Although some pundits may still remain skeptical, the facts are clearly indisputable. Japan is mired in a protracted economic recession, plagued by weak Gross Domestic Product growth. In the third and fourth quarters of 1999, Japan suffered two consecutive quarters of declining GDP growth: down 1 percent in the third quarter and 1.4 percent in the fourth quarter–officially marking yet another economic recession.
In addition to flagrant declines in GDP growth, Japan is still further plagued by the problem of disinflation, which signal further economic weakness. For although low inflation is generally desirable, in classic economics, a persistent pattern of weak prices tends to highlight a rather weak economy with subdued demand and very little market vitality.
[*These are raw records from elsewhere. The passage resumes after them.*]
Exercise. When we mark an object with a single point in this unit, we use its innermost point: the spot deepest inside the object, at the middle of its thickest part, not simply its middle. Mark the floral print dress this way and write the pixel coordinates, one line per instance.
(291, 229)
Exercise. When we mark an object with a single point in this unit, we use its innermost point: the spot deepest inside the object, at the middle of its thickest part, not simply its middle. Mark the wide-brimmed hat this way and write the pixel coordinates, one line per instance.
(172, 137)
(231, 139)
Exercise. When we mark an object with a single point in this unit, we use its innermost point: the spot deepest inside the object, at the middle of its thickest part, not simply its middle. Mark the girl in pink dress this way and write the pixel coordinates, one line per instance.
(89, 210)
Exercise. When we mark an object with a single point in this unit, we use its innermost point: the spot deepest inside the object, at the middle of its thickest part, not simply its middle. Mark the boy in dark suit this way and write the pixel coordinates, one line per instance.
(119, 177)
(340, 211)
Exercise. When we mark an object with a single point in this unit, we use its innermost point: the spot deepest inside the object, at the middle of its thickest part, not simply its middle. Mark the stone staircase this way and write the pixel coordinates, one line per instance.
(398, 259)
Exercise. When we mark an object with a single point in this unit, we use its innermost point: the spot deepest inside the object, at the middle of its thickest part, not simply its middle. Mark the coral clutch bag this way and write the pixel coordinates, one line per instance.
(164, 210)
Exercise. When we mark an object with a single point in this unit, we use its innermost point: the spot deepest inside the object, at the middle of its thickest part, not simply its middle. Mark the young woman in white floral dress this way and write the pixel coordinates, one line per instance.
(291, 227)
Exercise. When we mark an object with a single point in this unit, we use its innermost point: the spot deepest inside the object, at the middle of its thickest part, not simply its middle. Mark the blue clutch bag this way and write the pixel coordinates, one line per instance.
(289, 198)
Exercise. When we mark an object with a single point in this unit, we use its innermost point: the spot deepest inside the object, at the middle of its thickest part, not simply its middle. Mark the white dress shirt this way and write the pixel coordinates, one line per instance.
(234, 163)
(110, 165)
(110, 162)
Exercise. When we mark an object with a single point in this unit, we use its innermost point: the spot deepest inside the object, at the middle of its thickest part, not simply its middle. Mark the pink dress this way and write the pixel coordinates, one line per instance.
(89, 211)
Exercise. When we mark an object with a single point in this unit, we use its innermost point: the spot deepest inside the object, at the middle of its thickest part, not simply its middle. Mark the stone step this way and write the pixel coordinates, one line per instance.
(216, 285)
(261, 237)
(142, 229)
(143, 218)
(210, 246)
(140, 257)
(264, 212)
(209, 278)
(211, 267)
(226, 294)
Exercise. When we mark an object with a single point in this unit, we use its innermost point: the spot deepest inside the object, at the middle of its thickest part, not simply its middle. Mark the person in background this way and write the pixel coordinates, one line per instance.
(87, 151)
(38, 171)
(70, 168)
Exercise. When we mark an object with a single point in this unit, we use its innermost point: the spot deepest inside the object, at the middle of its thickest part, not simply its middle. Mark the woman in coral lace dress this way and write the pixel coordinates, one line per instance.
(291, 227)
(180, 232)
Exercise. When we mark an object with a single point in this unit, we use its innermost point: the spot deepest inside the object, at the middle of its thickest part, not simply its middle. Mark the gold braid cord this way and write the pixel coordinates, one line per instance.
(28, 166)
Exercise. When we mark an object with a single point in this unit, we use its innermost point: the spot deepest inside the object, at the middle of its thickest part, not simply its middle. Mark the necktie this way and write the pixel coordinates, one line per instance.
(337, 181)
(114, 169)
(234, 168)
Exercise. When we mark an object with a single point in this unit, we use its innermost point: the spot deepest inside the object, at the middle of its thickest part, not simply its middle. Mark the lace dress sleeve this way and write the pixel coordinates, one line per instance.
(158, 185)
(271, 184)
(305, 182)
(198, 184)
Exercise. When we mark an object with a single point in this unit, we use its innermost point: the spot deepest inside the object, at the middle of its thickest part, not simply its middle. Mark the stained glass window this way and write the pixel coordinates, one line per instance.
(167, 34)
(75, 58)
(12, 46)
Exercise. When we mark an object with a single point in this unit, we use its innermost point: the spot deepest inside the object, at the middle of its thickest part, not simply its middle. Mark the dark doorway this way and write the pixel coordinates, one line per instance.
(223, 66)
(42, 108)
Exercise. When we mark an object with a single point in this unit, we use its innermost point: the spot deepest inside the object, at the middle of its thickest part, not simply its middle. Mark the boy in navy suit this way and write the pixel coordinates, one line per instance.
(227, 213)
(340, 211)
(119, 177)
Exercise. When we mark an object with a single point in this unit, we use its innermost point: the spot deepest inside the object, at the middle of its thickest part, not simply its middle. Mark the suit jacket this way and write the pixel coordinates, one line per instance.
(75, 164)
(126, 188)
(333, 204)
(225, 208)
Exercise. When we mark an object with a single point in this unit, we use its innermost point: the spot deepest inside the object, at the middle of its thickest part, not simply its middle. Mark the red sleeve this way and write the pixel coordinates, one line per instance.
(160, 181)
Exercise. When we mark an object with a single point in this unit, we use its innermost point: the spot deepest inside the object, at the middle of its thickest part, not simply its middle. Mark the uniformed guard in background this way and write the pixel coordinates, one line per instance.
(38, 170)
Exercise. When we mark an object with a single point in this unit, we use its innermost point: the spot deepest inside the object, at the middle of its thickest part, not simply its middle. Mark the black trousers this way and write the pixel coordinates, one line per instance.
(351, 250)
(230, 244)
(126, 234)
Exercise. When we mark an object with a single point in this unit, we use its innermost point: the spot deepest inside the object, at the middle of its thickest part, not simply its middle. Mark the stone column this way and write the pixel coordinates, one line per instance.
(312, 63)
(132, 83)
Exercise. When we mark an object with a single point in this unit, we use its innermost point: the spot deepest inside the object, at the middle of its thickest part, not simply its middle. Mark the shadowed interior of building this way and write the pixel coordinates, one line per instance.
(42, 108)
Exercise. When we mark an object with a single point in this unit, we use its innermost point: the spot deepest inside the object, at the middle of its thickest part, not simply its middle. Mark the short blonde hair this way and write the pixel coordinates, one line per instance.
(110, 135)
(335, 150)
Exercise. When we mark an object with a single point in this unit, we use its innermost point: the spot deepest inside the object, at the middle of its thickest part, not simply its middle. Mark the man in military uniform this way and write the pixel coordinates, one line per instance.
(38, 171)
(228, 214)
Of particular concern to the Japanese is the depressed real estate sector, which sharply depreciated in each of the past nine years. General Japanese property values fell 4.6% in 1998 and 4.9% in 1999, while commercial land prices fell by an even wider margin: by fully 8.1 percent in 1998 and 8 percent in 1999.
Japan’s increasing national unemployment rate is of dire concern as well. In the late 1980s to the early 1990s, Japan enjoyed the lowest unemployment rate in the world, in the two percent range–a rate substantially lower than that of the United States and virtually every industrialized country in the world at the time. Yet, today, Japan’s unemployment rate has nearly doubled from its “bubble” two percent low. The rate is now as high as 4.5%–a new postwar high. Indeed, for the first time in decades, the United States now enjoys a lower unemployment rate than that of Japan (3.9%)–a remarkable feat, considering Japan’s former heyday practice of lifetime employment.
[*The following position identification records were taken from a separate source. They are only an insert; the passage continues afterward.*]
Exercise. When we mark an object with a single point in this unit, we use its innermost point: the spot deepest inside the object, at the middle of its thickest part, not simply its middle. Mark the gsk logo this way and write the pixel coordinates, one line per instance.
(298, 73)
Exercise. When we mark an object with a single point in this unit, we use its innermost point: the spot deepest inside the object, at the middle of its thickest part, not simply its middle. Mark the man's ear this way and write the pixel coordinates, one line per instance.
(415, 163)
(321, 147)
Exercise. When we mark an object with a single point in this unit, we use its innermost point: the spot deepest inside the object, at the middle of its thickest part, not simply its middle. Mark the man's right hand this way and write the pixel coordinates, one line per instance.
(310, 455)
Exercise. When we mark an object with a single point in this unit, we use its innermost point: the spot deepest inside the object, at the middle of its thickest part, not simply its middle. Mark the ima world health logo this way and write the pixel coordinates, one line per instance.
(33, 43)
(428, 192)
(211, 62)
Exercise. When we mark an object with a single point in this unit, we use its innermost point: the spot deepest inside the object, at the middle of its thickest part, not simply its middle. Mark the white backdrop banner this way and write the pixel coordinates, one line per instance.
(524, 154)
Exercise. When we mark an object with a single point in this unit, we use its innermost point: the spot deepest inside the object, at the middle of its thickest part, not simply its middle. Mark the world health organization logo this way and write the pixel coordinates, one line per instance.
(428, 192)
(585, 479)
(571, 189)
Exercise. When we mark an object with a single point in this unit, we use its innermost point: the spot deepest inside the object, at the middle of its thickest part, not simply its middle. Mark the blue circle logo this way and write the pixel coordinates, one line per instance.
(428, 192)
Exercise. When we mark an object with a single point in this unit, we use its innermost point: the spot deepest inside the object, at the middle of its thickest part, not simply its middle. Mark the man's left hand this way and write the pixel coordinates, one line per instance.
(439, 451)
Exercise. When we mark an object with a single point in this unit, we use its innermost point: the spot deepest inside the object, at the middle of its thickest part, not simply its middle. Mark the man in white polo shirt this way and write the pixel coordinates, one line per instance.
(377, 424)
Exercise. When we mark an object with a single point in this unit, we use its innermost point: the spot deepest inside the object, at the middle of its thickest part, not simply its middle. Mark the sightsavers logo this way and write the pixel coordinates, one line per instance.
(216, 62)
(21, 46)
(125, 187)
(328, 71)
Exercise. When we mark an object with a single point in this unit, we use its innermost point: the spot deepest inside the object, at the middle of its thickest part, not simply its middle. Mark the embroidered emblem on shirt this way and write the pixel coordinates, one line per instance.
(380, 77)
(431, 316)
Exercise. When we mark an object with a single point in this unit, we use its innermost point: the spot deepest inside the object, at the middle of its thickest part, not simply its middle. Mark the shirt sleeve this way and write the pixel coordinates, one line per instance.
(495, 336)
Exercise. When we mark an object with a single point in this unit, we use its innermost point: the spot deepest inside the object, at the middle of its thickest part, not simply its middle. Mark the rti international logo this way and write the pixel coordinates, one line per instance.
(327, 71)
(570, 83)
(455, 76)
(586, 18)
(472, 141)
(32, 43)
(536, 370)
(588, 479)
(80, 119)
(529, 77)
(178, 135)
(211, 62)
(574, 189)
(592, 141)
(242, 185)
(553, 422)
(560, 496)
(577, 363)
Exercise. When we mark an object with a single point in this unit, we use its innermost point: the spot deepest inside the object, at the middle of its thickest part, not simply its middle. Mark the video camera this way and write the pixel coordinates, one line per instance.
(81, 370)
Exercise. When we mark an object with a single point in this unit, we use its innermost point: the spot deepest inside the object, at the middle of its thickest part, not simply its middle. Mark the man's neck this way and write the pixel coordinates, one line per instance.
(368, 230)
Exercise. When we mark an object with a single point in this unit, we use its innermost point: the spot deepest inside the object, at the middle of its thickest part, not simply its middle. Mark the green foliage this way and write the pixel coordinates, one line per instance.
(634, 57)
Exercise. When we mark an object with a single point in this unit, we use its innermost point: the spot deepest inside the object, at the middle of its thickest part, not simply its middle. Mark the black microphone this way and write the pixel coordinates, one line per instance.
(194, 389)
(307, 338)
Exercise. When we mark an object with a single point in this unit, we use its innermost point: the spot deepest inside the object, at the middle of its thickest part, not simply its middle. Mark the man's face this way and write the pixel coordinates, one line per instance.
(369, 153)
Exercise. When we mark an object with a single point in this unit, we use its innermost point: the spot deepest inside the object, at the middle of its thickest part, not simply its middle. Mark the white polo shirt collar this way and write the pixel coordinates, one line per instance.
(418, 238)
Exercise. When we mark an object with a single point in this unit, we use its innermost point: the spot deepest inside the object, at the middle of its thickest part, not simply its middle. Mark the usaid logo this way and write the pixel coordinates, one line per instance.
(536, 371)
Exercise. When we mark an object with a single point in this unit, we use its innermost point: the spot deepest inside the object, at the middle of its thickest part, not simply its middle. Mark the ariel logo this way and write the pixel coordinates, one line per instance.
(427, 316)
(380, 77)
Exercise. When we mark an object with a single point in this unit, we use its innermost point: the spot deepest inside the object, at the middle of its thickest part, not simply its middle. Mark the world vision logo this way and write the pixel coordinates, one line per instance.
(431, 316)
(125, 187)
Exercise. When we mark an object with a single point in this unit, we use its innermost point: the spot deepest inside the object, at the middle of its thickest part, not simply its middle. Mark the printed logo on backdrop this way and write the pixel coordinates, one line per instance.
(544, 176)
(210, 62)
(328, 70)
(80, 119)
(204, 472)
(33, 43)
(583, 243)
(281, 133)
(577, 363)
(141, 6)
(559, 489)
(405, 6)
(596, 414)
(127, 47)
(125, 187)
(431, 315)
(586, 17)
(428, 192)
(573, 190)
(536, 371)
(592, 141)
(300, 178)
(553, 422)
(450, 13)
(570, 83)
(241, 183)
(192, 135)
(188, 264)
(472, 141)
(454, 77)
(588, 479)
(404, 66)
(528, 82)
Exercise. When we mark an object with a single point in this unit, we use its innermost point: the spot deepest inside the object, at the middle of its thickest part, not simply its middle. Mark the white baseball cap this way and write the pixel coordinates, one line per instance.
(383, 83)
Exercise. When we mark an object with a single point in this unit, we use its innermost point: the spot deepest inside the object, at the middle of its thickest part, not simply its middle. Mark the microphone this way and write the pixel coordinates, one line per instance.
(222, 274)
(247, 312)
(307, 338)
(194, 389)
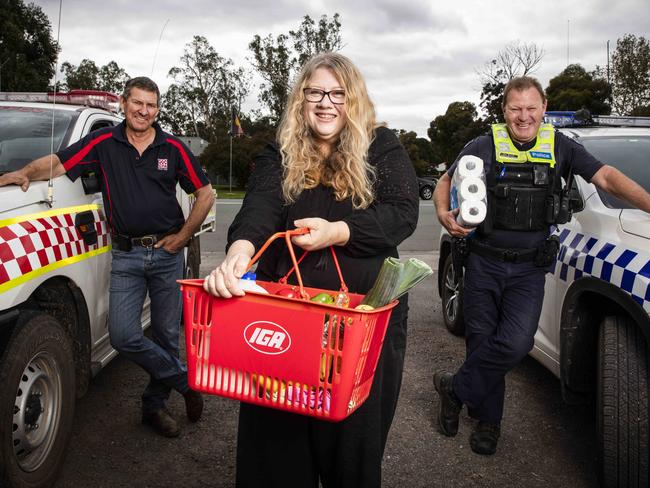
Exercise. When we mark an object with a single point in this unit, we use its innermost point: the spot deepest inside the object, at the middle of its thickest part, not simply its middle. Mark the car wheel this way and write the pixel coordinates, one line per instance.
(37, 402)
(452, 298)
(193, 261)
(623, 428)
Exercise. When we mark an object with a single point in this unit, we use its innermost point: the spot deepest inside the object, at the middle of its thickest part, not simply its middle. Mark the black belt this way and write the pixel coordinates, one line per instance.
(126, 243)
(500, 254)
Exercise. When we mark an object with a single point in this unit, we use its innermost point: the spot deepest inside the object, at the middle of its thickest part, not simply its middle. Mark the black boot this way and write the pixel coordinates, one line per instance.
(485, 438)
(450, 405)
(161, 422)
(193, 405)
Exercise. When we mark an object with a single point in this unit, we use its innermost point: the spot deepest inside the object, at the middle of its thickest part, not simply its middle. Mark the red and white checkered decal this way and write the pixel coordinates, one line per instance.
(36, 243)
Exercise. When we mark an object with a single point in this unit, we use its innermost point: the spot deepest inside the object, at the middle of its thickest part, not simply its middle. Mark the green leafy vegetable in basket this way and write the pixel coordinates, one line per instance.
(395, 279)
In addition to the traditional economic indicators of GDP growth, inflation and unemployment, a nation may also gauge its economic vitality through the health of its capital or equity markets–i.e., by its stock market. In the case of Japan, this can easily be ascertained by merely looking to its major stock market benchmark: namely, the Nikkei blue chip index, Japan’s version of the U.S. Dow Jones Industrial Average. In this area, Japan has suffered yet another devastating economic blow: From a market peak of nearly 40,000 in 1989, the Nikkei Index has since been cut in half, languishing at around 20,000 or less for nearly a decade. The U.S. equity markets, by sharp contrast, are still booming, despite some volatility.

Given the pronounced weaknesses in Japan’s macro economic fundamentals, it is no surprise, then, that many major Japanese corporations (“Japan Inc.”) should be reeling from the fallout. Indeed, particularly hard hit is the once dominant Japanese banking sector, which is mostly insolvent and still struggling to survive in an extremely low interest rate, bad loan, low consumer confidence environment.

To put it bluntly, Japan has completely lost its global banking/financial dominance. In 1997, for example, Yamaichi Securities, one of Japan’s largest brokers, arguably Japan’s version of Merill Lynch, went bankrupt.

As Japan lost its global banking dominance, American banks began to rise in their place. Seven of the ten largest banks in the world are no longer Japanese owned, as was the case back in 1991. As mutual fund manager Christopher Davis candidly declared in a recent Investment News interview: “Investment banking is a global growth business dominated by a small American oligopoly.” These American financial giants include such venerable companies as Morgan Stanley, Goldman Sachs, and Citigroup. “It’s also notable,” says Davis, “that during the financial crisis in Asia customers in Japan lined up around the block to put their money into Citibank branches.”

People of the CNMI: Don’t expect a Japanese economic turnaround any time soon.